The hearings aren’t without controversy. Democrats complain that Barrett stretched the Ginsburg Rule so far that she’s not imparting any real information to them. To these senators and progressive groups, the deliberate opaqueness hides her real mission of cementing the Supreme Court’s rightward shift and reversing the gains made by women, minorities and liberal causes during decades of legal battles. The party remains furious that McConnell is filling a vacancy in an election year after denying Barack Obama a chance to do so in 2016, but no one was raising their voice at Barrett this week.
Yet, some of the questioning has devolved into arcane legal exchanges over “severability” and “super precedents.” While important, it’s not riveting viewing. The Judiciary Committee’s hearings for Barrett have become, in a word, boring, senators concede.
“I did not know what to expect from this. I just assumed that my colleagues were going to come out with guns blazing. I also assumed that their base would demand it,” said Sen. John Kennedy (R-La.). “My guess is that some of my Democratic colleagues are getting pretty serious pushback from members of their crank wing. [And] they’re ignoring it.”
Instead, Democrats were at times warm to Barrett personally, with Sen. Cory Booker (D-N.J.) thanking her Wednesday for her candor and decorum. But they also used her as a proxy to attack Trump and Senate Republicans on health care, abortion, gun violence, the environment and an array of policy disputes important to the voters they’re trying to turn out on Election Day. It’s a far more traditional approach to a Supreme Court nominee than the last one Trump picked.
“Nobody has come into the Senate Judiciary Committee to accuse Judge Barrett of having sexually assaulted them,” said Sen. Sheldon Whitehouse (D-R.I.). “I don’t know that it feels all that different than Gorsuch. Or Sotomayor. Or Kagan. Or the other ones I have been through.”
Republicans want everything to go smoothly so they can get Barrett on the court as quickly as possible — particularly with their hold on the White House and Senate in doubt — while playing up to conservative voters the fact they’ve solidified a right-leaning majority on the high court for years, maybe decades. Sure, Democrats have found plenty to crow about as Barrett declined to discuss peaceful transfers of power, dodged on saying Medicare is constitutional and wouldn’t discuss whether Trump has unilateral authority to move the election.
But none of her answers are going to lose Republican votes on the floor. At one point, Sen. Ted Cruz (R-Texas) called out Democrats for leaving the hearing during his question time (two Democrats remained in the room) and concluded that the party has “largely abandoned even trying to make the case that Judge Barrett is anything other than exceptionally well qualified.”

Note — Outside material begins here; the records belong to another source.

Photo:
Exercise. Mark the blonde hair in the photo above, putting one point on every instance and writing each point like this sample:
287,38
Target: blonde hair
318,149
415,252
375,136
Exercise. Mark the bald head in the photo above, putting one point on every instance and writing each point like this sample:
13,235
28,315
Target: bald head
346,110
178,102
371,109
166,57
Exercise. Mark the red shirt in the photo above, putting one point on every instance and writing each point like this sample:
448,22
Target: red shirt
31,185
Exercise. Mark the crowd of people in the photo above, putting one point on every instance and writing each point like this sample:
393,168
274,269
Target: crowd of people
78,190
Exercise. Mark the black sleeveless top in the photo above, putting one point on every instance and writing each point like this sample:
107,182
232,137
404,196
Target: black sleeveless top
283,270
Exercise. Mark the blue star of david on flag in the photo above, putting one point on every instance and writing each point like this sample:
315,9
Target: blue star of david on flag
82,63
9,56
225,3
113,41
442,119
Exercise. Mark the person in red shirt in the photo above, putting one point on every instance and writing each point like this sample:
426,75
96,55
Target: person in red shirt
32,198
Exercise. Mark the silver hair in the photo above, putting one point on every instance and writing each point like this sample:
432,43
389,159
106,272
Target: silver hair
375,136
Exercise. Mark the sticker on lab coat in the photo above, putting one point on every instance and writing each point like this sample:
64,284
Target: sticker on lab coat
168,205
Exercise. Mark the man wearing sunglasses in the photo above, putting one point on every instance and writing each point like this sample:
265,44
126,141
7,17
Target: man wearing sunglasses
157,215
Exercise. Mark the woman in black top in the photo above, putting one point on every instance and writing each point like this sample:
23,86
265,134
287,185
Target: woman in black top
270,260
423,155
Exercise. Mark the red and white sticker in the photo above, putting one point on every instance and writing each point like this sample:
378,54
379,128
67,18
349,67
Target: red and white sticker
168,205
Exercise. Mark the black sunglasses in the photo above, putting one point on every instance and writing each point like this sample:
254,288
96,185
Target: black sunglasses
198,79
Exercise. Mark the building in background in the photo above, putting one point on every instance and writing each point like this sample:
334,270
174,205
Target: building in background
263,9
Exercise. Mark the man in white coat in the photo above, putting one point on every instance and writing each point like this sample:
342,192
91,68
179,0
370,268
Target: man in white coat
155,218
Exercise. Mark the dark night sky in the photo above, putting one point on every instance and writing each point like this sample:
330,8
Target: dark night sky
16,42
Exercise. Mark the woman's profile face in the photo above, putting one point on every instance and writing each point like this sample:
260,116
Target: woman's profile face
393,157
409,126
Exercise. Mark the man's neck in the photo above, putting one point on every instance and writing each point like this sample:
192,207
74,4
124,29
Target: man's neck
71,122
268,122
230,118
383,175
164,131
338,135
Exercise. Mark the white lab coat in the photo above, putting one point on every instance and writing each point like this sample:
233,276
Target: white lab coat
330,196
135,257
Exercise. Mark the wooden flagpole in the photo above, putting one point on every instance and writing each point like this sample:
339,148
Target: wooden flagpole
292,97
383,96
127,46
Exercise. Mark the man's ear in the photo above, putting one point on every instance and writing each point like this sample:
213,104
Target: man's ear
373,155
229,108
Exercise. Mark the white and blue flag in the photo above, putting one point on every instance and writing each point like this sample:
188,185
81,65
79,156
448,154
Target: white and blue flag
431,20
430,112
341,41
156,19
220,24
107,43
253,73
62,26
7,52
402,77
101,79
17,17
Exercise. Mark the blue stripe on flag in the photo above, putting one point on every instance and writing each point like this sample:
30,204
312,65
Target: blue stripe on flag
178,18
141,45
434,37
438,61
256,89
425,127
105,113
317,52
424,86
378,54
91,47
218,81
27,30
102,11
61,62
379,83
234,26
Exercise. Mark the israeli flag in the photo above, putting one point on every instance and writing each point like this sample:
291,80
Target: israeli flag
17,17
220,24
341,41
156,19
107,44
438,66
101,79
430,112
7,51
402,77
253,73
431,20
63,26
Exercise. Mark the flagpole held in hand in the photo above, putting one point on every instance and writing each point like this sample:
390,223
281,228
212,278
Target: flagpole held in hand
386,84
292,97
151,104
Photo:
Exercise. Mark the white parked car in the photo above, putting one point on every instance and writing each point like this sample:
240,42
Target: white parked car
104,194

“They’re not even trying,” said Sen. John Cornyn (R-Texas) of attacking her credentials or suitability for the Supreme Court.
But Democrats’ tactics were intentional — and the focus on Obamacare came directly from Minority Leader Chuck Schumer (D-N.Y.). Blumenthal explained that Democrats weren’t going easy on Barrett. And he said their case is less about her but what would come next: A consequential case on the Affordable Care Act, right after the election.
“On the issues, we’re really focused and aggressive. … What’s on people’s minds? Health care,” Blumenthal added. “What is she gonna do? Take away health care.”